I'll start building some CTEs to split up the query. First I'll isolate Dutchess County so we can measure the distance from here. You'll notice that while we've previously used the geo border of the County now we are relying on the County's internal coordinate points which are also available in these boundary datasets. These latitudes and longitudes represent the central most point within each County's border.

Clustering Chevron Sightings

Now we can explore some ML in BigQuery with the DBSCAN algorithm and the ST_CLUSTERDBSCAN() function. We'll also use plotly, an interactive python visualization library, to show these clusters. 

DBSCAN, which stands for Density-Based Spatial Clustering of Applications with Noise, is a powerful clustering algorithm that groups together points that are closely packed together, marking as outliers points that lie alone in low-density regions. Unlike algorithms like K-Means, you don't need to specify the number of clusters beforehand, and it can find arbitrarily shaped clusters. 

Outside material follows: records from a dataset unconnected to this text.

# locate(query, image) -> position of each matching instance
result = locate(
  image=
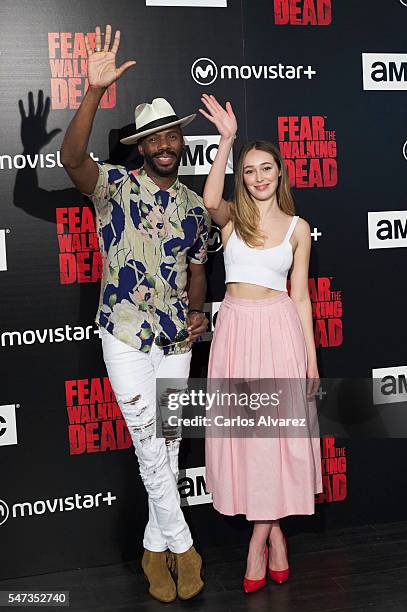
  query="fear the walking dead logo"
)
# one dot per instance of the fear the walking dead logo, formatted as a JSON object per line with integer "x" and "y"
{"x": 309, "y": 151}
{"x": 69, "y": 68}
{"x": 80, "y": 260}
{"x": 326, "y": 312}
{"x": 303, "y": 12}
{"x": 333, "y": 464}
{"x": 95, "y": 422}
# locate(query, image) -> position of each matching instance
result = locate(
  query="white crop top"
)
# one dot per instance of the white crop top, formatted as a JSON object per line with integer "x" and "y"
{"x": 265, "y": 267}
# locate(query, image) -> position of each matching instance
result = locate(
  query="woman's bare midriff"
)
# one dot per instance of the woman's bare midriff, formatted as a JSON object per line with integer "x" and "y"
{"x": 248, "y": 291}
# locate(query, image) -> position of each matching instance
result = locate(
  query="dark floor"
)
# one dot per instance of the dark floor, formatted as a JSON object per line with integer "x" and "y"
{"x": 360, "y": 569}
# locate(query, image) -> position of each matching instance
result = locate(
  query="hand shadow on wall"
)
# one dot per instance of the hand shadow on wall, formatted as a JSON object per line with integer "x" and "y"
{"x": 41, "y": 203}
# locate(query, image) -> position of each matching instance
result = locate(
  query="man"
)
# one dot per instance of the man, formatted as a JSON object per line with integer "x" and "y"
{"x": 153, "y": 234}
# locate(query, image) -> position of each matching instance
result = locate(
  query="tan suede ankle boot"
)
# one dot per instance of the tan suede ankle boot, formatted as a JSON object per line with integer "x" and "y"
{"x": 188, "y": 569}
{"x": 162, "y": 586}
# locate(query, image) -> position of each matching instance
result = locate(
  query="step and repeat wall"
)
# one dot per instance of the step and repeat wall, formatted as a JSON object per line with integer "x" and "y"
{"x": 324, "y": 79}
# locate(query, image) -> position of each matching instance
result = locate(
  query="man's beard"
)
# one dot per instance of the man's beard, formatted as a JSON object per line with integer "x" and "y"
{"x": 159, "y": 169}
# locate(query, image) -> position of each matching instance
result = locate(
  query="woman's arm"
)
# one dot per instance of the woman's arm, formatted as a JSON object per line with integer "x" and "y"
{"x": 225, "y": 122}
{"x": 299, "y": 293}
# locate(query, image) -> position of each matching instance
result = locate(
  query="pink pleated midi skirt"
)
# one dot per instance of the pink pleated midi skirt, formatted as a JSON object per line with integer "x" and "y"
{"x": 264, "y": 478}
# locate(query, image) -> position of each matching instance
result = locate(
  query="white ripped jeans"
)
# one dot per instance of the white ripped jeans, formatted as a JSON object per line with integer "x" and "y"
{"x": 133, "y": 377}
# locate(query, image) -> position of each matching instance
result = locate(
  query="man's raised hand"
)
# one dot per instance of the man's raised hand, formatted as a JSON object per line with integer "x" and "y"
{"x": 102, "y": 70}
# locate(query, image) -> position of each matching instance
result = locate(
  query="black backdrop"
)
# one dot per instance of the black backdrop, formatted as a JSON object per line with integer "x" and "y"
{"x": 359, "y": 318}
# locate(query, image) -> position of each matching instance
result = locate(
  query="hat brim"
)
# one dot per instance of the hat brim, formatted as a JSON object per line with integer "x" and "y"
{"x": 181, "y": 122}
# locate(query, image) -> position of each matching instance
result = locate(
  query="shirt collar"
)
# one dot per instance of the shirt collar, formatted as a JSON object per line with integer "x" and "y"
{"x": 152, "y": 187}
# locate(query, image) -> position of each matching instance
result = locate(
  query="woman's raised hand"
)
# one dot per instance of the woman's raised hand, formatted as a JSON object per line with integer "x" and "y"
{"x": 102, "y": 70}
{"x": 223, "y": 118}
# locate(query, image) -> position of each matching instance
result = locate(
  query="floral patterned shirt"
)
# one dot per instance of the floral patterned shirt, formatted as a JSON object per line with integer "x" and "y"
{"x": 146, "y": 237}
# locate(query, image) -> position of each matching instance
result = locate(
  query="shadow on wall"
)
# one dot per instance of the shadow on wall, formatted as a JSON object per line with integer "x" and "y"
{"x": 43, "y": 204}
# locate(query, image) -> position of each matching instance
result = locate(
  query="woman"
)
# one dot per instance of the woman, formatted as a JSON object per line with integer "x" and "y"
{"x": 261, "y": 333}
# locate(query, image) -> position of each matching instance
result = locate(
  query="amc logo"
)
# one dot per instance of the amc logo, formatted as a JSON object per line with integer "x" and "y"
{"x": 387, "y": 229}
{"x": 191, "y": 487}
{"x": 199, "y": 154}
{"x": 389, "y": 385}
{"x": 384, "y": 71}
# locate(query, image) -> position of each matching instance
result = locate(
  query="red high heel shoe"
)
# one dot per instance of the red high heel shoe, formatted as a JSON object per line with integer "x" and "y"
{"x": 249, "y": 585}
{"x": 280, "y": 576}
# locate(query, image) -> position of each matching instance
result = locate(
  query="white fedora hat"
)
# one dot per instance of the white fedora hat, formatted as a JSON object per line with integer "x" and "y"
{"x": 154, "y": 117}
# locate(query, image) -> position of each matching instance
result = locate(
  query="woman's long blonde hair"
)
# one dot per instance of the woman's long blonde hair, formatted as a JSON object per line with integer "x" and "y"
{"x": 244, "y": 211}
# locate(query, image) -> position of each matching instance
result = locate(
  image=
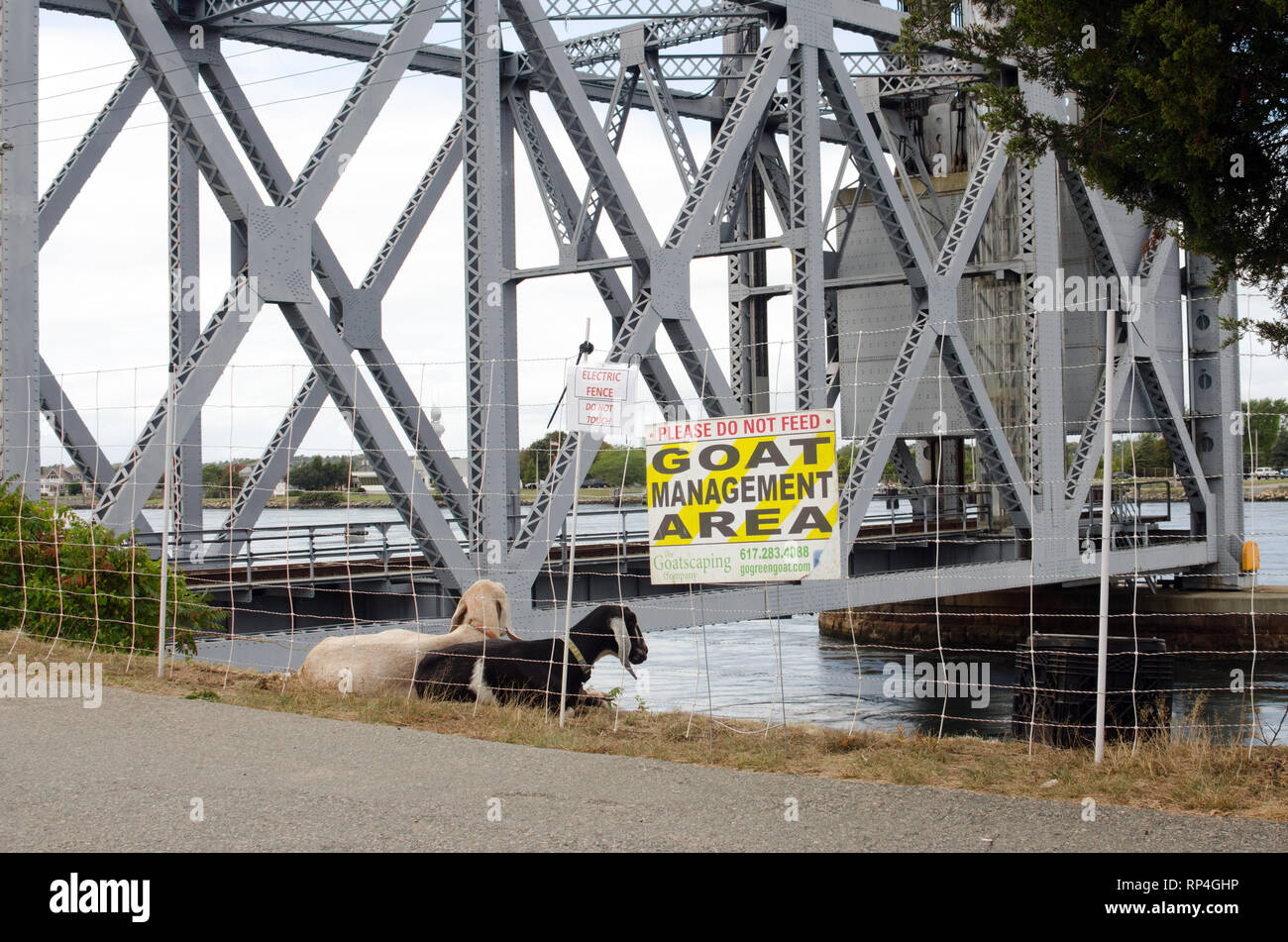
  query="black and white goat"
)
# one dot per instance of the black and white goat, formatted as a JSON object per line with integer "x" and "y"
{"x": 531, "y": 671}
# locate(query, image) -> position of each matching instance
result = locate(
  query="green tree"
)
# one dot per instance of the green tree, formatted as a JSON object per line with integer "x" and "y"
{"x": 1184, "y": 112}
{"x": 536, "y": 459}
{"x": 1279, "y": 453}
{"x": 73, "y": 579}
{"x": 613, "y": 460}
{"x": 321, "y": 473}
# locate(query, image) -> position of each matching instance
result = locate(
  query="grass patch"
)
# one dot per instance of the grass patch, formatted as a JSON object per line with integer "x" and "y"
{"x": 1197, "y": 777}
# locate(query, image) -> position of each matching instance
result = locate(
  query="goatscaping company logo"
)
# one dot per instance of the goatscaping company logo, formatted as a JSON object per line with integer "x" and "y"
{"x": 966, "y": 680}
{"x": 55, "y": 680}
{"x": 102, "y": 895}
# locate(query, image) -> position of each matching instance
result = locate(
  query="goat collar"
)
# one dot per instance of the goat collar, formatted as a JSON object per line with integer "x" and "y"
{"x": 576, "y": 653}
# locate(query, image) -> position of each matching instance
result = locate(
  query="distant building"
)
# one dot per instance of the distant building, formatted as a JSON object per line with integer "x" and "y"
{"x": 58, "y": 480}
{"x": 368, "y": 481}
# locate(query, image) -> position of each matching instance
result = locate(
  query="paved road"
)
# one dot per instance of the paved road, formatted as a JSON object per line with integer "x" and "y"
{"x": 123, "y": 778}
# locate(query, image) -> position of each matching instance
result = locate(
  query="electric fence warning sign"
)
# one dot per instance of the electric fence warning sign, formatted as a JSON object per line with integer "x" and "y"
{"x": 750, "y": 498}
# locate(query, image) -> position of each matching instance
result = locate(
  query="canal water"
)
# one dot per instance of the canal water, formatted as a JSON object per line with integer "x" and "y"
{"x": 771, "y": 670}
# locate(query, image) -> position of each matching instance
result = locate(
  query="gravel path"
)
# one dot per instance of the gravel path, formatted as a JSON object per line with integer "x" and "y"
{"x": 124, "y": 778}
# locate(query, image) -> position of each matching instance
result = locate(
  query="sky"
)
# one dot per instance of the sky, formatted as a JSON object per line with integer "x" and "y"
{"x": 103, "y": 292}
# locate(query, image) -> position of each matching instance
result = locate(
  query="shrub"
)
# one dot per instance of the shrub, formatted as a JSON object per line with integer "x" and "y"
{"x": 64, "y": 576}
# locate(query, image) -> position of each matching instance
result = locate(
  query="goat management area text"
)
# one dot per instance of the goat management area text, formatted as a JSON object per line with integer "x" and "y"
{"x": 751, "y": 498}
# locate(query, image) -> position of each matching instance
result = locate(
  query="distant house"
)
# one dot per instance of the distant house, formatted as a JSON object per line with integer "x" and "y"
{"x": 368, "y": 481}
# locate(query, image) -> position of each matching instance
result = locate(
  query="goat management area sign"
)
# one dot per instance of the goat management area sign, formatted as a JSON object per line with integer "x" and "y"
{"x": 750, "y": 498}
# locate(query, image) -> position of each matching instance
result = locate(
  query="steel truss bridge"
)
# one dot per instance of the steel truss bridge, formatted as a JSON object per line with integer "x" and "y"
{"x": 777, "y": 80}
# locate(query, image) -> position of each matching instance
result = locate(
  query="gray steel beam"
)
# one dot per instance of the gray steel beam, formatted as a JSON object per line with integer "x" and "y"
{"x": 809, "y": 317}
{"x": 1218, "y": 420}
{"x": 995, "y": 450}
{"x": 566, "y": 211}
{"x": 85, "y": 157}
{"x": 275, "y": 179}
{"x": 870, "y": 457}
{"x": 490, "y": 357}
{"x": 184, "y": 323}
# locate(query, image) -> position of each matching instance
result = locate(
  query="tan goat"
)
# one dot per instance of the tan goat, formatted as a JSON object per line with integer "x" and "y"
{"x": 384, "y": 665}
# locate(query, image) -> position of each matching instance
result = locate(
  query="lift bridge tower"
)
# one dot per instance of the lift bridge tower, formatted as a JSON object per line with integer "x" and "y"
{"x": 918, "y": 292}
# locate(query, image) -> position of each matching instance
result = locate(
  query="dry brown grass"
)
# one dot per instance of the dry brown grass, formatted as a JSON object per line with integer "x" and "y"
{"x": 1196, "y": 777}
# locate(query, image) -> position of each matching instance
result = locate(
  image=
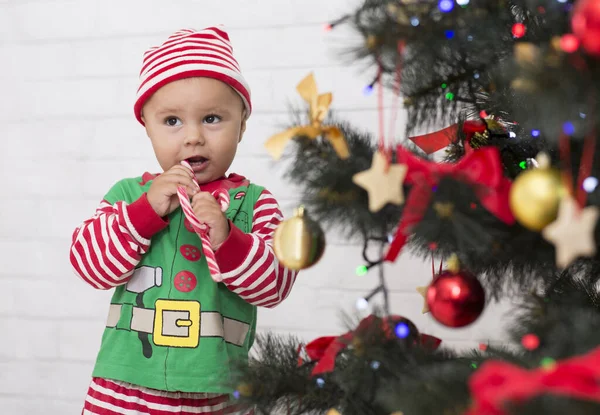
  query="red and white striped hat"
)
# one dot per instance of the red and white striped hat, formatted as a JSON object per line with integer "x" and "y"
{"x": 189, "y": 53}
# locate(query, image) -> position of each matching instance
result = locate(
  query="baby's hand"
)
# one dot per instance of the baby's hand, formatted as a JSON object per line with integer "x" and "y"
{"x": 208, "y": 211}
{"x": 162, "y": 194}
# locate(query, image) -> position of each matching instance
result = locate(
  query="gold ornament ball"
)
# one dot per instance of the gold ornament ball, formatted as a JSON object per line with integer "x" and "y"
{"x": 535, "y": 196}
{"x": 299, "y": 242}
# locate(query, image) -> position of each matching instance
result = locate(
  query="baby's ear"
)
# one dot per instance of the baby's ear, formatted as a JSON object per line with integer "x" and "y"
{"x": 243, "y": 127}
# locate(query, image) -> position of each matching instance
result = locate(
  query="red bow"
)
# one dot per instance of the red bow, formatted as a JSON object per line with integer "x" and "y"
{"x": 324, "y": 350}
{"x": 496, "y": 383}
{"x": 482, "y": 168}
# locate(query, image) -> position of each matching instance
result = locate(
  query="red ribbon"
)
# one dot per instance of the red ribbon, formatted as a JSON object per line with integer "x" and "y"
{"x": 481, "y": 168}
{"x": 324, "y": 350}
{"x": 497, "y": 383}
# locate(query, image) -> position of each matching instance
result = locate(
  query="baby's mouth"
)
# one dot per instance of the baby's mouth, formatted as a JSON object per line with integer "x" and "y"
{"x": 198, "y": 163}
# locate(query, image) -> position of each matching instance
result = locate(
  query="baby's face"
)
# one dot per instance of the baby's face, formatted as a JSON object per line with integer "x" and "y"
{"x": 200, "y": 120}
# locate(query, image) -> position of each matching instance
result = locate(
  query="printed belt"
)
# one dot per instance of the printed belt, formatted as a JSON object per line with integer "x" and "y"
{"x": 177, "y": 323}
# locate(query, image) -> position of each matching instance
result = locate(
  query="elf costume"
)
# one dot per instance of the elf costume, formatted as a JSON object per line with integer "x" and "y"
{"x": 172, "y": 332}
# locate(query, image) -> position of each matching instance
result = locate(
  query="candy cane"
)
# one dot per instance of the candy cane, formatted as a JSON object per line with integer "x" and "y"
{"x": 201, "y": 229}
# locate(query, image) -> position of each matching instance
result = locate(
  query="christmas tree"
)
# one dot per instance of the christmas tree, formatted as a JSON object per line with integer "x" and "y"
{"x": 508, "y": 89}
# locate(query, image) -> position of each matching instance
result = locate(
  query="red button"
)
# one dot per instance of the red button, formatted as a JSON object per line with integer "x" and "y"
{"x": 190, "y": 252}
{"x": 188, "y": 225}
{"x": 185, "y": 281}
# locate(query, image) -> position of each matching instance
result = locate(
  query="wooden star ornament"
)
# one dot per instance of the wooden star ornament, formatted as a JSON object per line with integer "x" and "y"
{"x": 383, "y": 186}
{"x": 572, "y": 233}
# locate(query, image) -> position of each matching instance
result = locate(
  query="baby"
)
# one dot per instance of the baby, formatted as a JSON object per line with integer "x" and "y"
{"x": 183, "y": 311}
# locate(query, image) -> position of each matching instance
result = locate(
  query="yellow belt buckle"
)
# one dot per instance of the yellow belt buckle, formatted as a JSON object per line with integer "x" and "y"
{"x": 177, "y": 323}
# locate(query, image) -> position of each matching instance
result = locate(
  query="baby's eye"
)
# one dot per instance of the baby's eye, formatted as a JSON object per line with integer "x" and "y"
{"x": 212, "y": 119}
{"x": 172, "y": 121}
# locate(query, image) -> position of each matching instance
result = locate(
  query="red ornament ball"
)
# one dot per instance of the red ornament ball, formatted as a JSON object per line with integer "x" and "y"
{"x": 586, "y": 25}
{"x": 518, "y": 30}
{"x": 530, "y": 341}
{"x": 455, "y": 299}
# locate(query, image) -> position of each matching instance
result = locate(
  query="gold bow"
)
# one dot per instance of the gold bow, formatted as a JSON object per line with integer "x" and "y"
{"x": 319, "y": 106}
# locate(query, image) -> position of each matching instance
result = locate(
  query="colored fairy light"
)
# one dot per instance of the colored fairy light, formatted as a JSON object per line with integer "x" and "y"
{"x": 568, "y": 128}
{"x": 362, "y": 304}
{"x": 446, "y": 6}
{"x": 402, "y": 330}
{"x": 530, "y": 341}
{"x": 569, "y": 43}
{"x": 590, "y": 184}
{"x": 362, "y": 270}
{"x": 518, "y": 30}
{"x": 548, "y": 363}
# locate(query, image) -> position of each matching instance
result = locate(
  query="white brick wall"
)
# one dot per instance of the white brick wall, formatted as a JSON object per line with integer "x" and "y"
{"x": 68, "y": 74}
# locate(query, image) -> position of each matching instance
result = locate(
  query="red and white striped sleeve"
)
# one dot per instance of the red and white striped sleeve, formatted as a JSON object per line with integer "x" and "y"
{"x": 248, "y": 264}
{"x": 106, "y": 248}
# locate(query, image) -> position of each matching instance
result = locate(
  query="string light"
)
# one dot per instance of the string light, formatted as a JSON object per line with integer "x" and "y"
{"x": 446, "y": 6}
{"x": 569, "y": 43}
{"x": 548, "y": 363}
{"x": 590, "y": 184}
{"x": 568, "y": 128}
{"x": 402, "y": 330}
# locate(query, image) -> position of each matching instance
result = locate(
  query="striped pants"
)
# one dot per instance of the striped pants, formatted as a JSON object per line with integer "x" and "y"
{"x": 109, "y": 397}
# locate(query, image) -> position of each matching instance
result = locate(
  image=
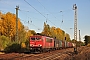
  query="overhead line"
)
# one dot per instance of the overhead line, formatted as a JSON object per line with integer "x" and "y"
{"x": 46, "y": 9}
{"x": 34, "y": 8}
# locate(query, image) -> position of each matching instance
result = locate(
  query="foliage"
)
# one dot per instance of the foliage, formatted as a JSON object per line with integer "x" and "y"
{"x": 87, "y": 39}
{"x": 14, "y": 47}
{"x": 55, "y": 32}
{"x": 4, "y": 41}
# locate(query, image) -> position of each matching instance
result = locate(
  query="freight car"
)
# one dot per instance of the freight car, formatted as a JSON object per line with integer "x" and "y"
{"x": 44, "y": 43}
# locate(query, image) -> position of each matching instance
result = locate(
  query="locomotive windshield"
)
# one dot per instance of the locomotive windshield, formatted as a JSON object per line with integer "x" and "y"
{"x": 35, "y": 38}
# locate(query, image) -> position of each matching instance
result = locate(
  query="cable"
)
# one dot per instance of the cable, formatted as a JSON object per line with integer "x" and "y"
{"x": 34, "y": 8}
{"x": 37, "y": 10}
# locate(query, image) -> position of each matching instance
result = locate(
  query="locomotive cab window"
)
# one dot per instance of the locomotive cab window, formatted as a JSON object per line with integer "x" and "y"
{"x": 37, "y": 38}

DBSCAN defines clusters based on the concept of "density." A cluster is a region of high data point density, separated by regions of lower density. There are just two parameters...

Two Key Parameters:

• epsilon: This is the maximum distance between two points for them to be considered "neighbors." Imagine drawing a circle of radius epsilon around a point; any other points within this circle are its neighbors.

• min_geographies: This is the minimum number of points required within the epsilon radius for a point to be considered a "core point."

Point Types: DBSCAN classifies each data point into one of three types:

• Core Point: A point is a core point if it has at least min_geographies (including itself) within its epsilon neighborhood. These are the "heart" of a dense region.

• Border Point: A point is a border point if it has fewer than min_geographies within its epsilon neighborhood, but it is within the epsilon neighborhood of a core point. These points are on the "edge" of a cluster.

• Noise Point (Outlier): A point is a noise point if it is neither a core point nor a border point. These points are considered outliers or noise and don't belong to any cluster.